# Numerical Computing - Numpy Arrays

# Table of contents

[Executive Summary](#summary)


### **Resources**: 

- [_Python for Finance (2nd ed.)_](http://shop.oreilly.com/product/0636920117728.do): Sec. 4.Numpy Arrays, 4.Basic Vectorization
- _[Numpy Quickstart Tutorial - The Basics](https://docs.scipy.org/doc/numpy/user/quickstart.html#the-basics)_ (An Example; Array Creation; Printing Arrays; Basic Operations; Universal Functions; Indexing, Slicing and Iterating), _[Numpy Quickstart Tutorial - Shape Manipulation](https://docs.scipy.org/doc/numpy/user/quickstart.html#shape-manipulation)_ (Changing the shape of an array; Stacking together different arrays).

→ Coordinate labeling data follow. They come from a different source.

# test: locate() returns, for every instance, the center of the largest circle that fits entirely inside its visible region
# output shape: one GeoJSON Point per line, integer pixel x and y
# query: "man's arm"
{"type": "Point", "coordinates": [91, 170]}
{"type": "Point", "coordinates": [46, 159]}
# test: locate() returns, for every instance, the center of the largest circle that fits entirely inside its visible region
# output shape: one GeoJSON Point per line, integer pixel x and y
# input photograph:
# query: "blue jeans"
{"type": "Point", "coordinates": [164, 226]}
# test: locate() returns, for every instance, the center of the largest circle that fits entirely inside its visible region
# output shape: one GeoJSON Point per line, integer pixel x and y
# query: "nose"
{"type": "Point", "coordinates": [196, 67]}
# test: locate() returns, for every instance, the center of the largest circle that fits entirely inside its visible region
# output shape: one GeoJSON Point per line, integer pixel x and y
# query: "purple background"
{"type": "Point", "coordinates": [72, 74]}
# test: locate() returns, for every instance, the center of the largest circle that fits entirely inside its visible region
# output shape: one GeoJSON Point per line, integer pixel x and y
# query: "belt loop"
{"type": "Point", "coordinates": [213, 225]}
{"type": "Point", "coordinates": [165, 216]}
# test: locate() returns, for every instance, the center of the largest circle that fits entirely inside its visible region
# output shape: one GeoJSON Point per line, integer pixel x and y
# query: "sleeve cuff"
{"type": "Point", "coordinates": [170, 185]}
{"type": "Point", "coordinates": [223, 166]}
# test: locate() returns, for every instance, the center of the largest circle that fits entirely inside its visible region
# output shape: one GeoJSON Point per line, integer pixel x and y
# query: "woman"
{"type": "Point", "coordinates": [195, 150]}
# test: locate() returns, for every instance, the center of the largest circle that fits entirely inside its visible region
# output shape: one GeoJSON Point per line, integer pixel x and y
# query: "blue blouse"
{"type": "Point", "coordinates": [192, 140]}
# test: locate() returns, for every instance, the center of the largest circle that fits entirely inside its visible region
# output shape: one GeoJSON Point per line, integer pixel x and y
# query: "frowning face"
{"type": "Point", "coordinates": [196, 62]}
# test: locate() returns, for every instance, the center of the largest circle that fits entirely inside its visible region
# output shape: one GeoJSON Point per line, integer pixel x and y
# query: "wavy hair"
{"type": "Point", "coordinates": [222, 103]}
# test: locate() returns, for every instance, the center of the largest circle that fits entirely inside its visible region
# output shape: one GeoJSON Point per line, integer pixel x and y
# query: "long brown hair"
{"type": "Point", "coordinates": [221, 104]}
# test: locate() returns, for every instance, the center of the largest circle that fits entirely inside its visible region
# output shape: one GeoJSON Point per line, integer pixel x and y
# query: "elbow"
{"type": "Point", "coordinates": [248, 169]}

# Executive Summary <a name="summary"></a>

**TODO**

The following sections are organized as follows: 
- ...

# 1. Introduction: from Lists to Arrays <a name="intro"></a>

We'll keep this discussion as intuitive as possible and as informal as possible too.
The concept of _array_ belongs to two knowledge domains (at least):

- **Mathematics**: an array is a sequence of numbers of the same type (Naturals, Rationals, Reals,...). It can be:

    - a 1-dimensional vector $v$. That is, the sequence of elements indexed by the one integer $i$;
    - a 2-dimensional matrix $M$. That is, the sequence of elements indexed by the couple of integers $(i,j)$;
    - a N>2-dimensional tensor $T$. That is, the sequence of elements indexed by n-tuple of n integers $(i_1, \cdots, i_n)$. (*)
    
(*) Feel lost? Ok, no problem. Let's make an example with a 3-dimensional Tensor. So, if $N=3$, a 3-dimensional sequence of numbers can be visualized as a  _cube_ of numbers indexed by the 3 indexes $(i,j,k)$ where indexes $i$ and $j$ run along _height_ (rows axes) and _width_ (columns axes) of the cube, respectively. While index $k$ runs along the depth (say the _pages_ axes) of the cube. Therefore, each page is distinguished by the value of index $k=0,1,2,...$, whereas numbers on the same page differ by the values of $(i,j)$ indexes (yes, you can think each page as a matrix of numbers). For example, the $\color{red}{\text{red 1}}$ in the front page has indexes $(i,j,k) = (3,2,0)$, wherease the three $\color{green}{\text{green 2}}$ on the bottom right corner have share same $i=4$ and $j=4$ indexes and differ by the value of $k=0$ (front-page), $k=1$ (second page) and $k=2$ (back page). See picture.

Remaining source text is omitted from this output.